Malveaux noted the number was reached after calculating “labor for 24 hours per day, 365 days per year for 70 enslaved people from 1823-1865” plus compounding interest, Spectrum News reported.
“The calculations that we came up with and the method that we used are time-honored methods,” Malveaux said. “The university, quite frankly, is overdue, negligent and wrong.”
Areva Martin, the legal counsel who’s representing more than 200 descendants of Henrietta Mills and Charles Chauvin, sent a letter to St. Louis University President Fred Pestello that although the institution has “taken steps to recognize and memorialize its history through the Slavery, History, Memory, and Reconciliation Project (SHMRP),” there is much more that has to be done to right the historical wrongs that were done to Black people.

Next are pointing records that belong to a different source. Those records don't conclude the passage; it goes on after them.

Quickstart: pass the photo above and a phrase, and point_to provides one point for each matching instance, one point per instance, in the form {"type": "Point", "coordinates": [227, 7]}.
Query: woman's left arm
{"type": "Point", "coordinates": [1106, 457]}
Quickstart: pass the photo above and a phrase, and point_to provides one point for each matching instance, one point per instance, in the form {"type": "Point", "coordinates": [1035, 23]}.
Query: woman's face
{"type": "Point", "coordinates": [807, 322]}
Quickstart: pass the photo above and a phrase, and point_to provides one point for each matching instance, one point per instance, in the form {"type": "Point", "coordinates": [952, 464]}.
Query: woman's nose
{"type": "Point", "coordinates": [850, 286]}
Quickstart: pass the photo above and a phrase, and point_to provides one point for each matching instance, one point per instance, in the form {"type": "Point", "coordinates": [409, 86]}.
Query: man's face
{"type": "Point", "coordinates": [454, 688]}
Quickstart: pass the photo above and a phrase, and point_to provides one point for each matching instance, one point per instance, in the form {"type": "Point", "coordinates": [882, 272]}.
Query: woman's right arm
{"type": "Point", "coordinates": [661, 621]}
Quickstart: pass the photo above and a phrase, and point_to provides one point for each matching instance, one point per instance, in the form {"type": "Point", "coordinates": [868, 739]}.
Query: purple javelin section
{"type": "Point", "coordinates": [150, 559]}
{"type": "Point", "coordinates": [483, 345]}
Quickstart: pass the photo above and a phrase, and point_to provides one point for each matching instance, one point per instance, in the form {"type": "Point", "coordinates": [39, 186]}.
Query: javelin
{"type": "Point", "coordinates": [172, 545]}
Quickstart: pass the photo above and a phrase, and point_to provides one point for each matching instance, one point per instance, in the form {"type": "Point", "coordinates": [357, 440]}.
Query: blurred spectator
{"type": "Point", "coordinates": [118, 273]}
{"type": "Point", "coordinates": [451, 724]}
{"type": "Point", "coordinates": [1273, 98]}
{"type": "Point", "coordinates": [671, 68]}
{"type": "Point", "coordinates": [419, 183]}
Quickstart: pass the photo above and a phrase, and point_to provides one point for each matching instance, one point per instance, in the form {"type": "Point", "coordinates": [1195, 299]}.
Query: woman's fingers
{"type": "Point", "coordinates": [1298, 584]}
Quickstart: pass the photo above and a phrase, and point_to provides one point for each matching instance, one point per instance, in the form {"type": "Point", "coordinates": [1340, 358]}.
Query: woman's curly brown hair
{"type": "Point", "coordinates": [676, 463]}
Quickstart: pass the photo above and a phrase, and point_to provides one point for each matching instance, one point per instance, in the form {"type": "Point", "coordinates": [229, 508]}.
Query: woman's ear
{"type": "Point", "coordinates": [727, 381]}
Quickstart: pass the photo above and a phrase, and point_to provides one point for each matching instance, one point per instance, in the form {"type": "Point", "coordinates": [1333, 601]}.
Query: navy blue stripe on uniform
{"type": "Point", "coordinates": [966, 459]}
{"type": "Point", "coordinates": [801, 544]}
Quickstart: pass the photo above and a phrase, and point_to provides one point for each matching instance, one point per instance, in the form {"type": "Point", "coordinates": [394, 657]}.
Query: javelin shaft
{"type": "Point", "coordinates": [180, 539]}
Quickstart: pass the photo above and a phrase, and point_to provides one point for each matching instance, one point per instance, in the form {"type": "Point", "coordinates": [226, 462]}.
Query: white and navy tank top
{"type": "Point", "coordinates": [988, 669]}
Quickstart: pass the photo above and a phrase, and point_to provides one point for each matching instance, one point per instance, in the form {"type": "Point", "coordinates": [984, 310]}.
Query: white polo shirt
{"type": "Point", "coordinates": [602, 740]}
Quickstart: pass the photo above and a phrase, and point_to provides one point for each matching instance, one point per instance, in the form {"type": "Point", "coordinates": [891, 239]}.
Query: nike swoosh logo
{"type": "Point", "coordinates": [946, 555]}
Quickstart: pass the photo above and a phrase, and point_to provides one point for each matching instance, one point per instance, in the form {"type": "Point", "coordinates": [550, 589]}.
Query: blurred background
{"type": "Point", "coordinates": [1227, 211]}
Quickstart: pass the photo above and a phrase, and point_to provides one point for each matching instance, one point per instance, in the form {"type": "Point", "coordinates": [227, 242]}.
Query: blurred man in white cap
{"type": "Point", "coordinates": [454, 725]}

“While St. Louis University’s acknowledgment of its history has been a welcome demonstration of forthrightness, acknowledgments do not make my clients whole,” Martin’s statement read. “I look forward to working with university leadership to come up with a plan to compensate the descendants for what they are rightfully owed.”
Robin Proudie, the executive director and founder of Descendants of the St. Louis University Enslaved, and a descendant of Mills has dedicated her life to discovering the truth of her family’s history. In her research, she found that Mills at 16 years old married 20-year-old Chauvin on June 28, 1860. They are both listed as, “slaves of St Louis University.”
At the press conference on Thursday, Proudie said that progress has been slow for the university to “reconcile with its past.”
“Our ancestors deserve to be taken from the darkness and brought into the light,” Proudie said, adding they are to take a ‘stand for our ancestors’ because ‘They were not some nameless souls.”
Aside from never properly compensating the enslaved for their labor, the university has yet to pay tribute to their work on campus.
“St. Louis University has a chance to do something positive by properly acknowledging the tragic history,” May argued. “The beginning of trying to make this right is saying the names of the enslaved so that we may never forget them.”
Clayton Berry, a spokesperson of St. Louis University said the school could not respond as they are still gathering the information about the event.
“At this point, we can affirm that we understand and share the sense of urgency expressed by several members of the descendant community,” Berry said, as the university’s role in slavery is “a grave sin.”
“We acknowledge that progress on our efforts to reconcile with this shameful history has been slow, and we regret the hurt and frustration this has caused,” he added.
Since its founding in 1540, The Society of Jesuits had benefited from enslaved labor across the world and was an active participant in slavery in the U.S. until it was abolished in 1865. The Catholic Order used enslaved Black people to construct their churches and schools in numerous states including Alabama, Pennsylvania, Kentucky, Louisiana, Maryland, Illinois Pennsylvania, and Kansas. S. Louis University, Georgetown University, and Spring Hill College all have direct ties to slavery
In 2021, The New York Times that Catholic priests pledged to raise $100 million to benefit “the descendants of the enslaved people it once owned and to promote racial reconciliation initiatives across the United States.”